Anyhow, I'll proceed along these lines and will resubmit the PR for review once it's ready.

It might be something that can happen because of SIL transformations even if you can't convince SILGen to do it. There needs to be some rule that SIL can't do it if we intend to have that restriction.

1 Like

+1 to everything John said here. Just want to add that if we are going to restrict it, please make sure to add a verifier check.

I’ve reconsidered and have now taken an approach that doesn’t require me to plumb the GlobalDecl through to SignatureExpansion. This seemed problematic for reasons discussed before: It breaks the idea that a Signature can be computed solely from a CanSILFunctionType, and we’d need to make sure the constructor doesn’t get called indirectly. Besides, computing the correct LLVM signature isn’t the only problem we have to solve; we also have to make sure we pass the right implicit arguments when we actually call the constructor.

Instead, I now do this:

  • Give the constructor a SIL function type that make SignatureExpansion produce a best-effort guess at what the constructor signature should look like (namely, pass a this pointer as the first argument and return void).
  • If this assumption wasn’t correct, emit a thunk that adds any required implicit parameters and adjusts the return type if necessary. This thunk is alwaysinline, so there is no runtime overhead. There is some compile-time overhead from having LLVM inline the thunk; if this turns out to be excessive, I’ll make a followup change to emit the correct callsite without a thunk in the case of direct calls.

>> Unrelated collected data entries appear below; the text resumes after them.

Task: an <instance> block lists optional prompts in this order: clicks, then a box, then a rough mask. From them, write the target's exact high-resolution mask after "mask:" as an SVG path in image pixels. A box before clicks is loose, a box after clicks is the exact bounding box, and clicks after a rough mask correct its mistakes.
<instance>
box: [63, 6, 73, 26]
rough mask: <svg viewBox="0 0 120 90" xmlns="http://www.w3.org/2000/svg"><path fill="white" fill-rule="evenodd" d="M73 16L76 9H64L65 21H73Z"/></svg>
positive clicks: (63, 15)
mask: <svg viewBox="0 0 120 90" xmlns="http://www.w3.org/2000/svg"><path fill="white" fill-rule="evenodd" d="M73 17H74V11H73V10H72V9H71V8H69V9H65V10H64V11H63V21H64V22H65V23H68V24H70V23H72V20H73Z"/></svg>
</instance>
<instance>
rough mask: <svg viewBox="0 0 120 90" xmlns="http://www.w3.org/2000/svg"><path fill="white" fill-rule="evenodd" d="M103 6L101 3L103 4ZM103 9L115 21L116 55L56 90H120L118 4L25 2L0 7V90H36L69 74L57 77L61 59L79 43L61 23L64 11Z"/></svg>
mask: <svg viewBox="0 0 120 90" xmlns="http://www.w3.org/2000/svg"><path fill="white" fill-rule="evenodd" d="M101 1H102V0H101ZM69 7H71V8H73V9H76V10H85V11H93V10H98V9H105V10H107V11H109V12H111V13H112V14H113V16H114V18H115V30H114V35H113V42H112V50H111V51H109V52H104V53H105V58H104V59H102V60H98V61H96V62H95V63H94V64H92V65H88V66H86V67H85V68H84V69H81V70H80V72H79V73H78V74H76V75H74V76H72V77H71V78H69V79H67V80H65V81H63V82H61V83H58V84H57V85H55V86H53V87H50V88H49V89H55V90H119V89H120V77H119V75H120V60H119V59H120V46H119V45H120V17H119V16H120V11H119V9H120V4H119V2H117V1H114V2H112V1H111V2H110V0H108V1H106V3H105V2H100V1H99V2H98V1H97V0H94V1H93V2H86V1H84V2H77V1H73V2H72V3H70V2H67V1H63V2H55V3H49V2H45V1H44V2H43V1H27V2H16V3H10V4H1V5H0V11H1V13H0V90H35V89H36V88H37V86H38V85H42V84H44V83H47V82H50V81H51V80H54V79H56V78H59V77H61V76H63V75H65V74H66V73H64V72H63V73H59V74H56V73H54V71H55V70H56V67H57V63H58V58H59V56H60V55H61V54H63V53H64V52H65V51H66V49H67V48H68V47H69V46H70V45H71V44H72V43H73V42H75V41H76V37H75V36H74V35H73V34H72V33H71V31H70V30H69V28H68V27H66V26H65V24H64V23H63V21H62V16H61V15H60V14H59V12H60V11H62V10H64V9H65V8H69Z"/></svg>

The PR (Add support for calling C++ constructors by martinboehme · Pull Request #30630 · apple/swift · GitHub) is still marked “draft”, but this is only because it requires a change to land in Clang that allows the implicit constructor args to be retrieved. I think this is the right approach and consider the PR to be final in terms of what I’d like to merge, and I’d appreciate a review at this point.

Alright, that seems workable, although you might consider having the constructor return the value as an @out result.

The assumption will be that references to constructors are always to the complete-object variant, which seems reasonable to me.

@John_McCall as an additional benefit, wouldn't returning the value @out allow for SILOptimizer RVO to compose with C++ RVO? Seems like it would.